I agree. I think this is just one step towards a full virtualization system in Leopard. I think this is really all a part of Apple really dedicating itself to getting users to switch and to increasing it's market share.
However, there are always going to be applications that won't like a Virtual Machine (at least for a long while). Intel will need to hardware accelerate virtualization a lot more than has currently been implemented before I'd want to run Call of Duty 2, Oblivion, or Unreal Tournament 2007 (you know... when it's done) from inside a Virtual Machine! There are other important non-game applications where raw performance still matters too much (AudoCAD, Maya, 3DS, and AVID/Final Cut Pro come to mind among others).

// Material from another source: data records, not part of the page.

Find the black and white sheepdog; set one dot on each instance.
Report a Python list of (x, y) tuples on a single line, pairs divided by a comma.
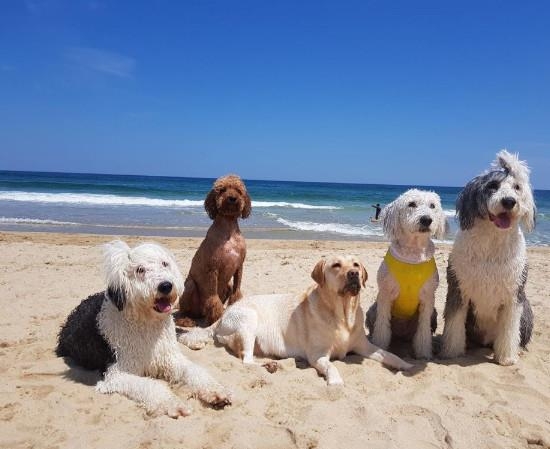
[(487, 268), (407, 277), (128, 332)]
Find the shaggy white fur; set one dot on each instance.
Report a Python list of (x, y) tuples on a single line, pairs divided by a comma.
[(488, 264), (143, 285), (410, 221)]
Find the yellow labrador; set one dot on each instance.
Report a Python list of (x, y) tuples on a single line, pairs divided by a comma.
[(322, 324)]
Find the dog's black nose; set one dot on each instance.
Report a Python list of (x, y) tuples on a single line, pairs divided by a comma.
[(426, 220), (508, 202), (165, 287)]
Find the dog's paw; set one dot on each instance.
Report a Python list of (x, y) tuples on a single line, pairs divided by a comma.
[(216, 398), (506, 361), (172, 408), (191, 341), (405, 366), (271, 367)]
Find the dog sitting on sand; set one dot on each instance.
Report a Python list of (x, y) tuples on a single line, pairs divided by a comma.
[(322, 324), (128, 333), (220, 257), (408, 277), (487, 268)]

Is it a gamble for Apple? Absolutely. It could be that this drives developers who may have considered switching from Windows-only to OSX to hold off. But that logic only holds assuming that Apple's gambit doesn't pay off. Even if they only get 5-10% of Windows users to buy a Mac as their next machine (now that they have a safe out and can switch back to Windows if they want to), that's a huge increase in market share for Apple. And Apple is cool right now with iTunes and the iPod and all, so I think at least that many people will be intrigued.
I bet at least 1/2 of those people will like OSX (probably a lot more). It is pretty slick to use (I was a die-hard Windows guy before I started my job that required me to use a Mac) after all, and it's very geek-friendly (UNIX shell and all that). If that happens, and their market share continues up not down, it will drive development, not discourage it.
I'm just frankly stunned with all the changes Apple has been making (this, the Intel switch, the two-button mouse). They certainly aren't being complacent with their recent successes. It will be interesting to see where they go.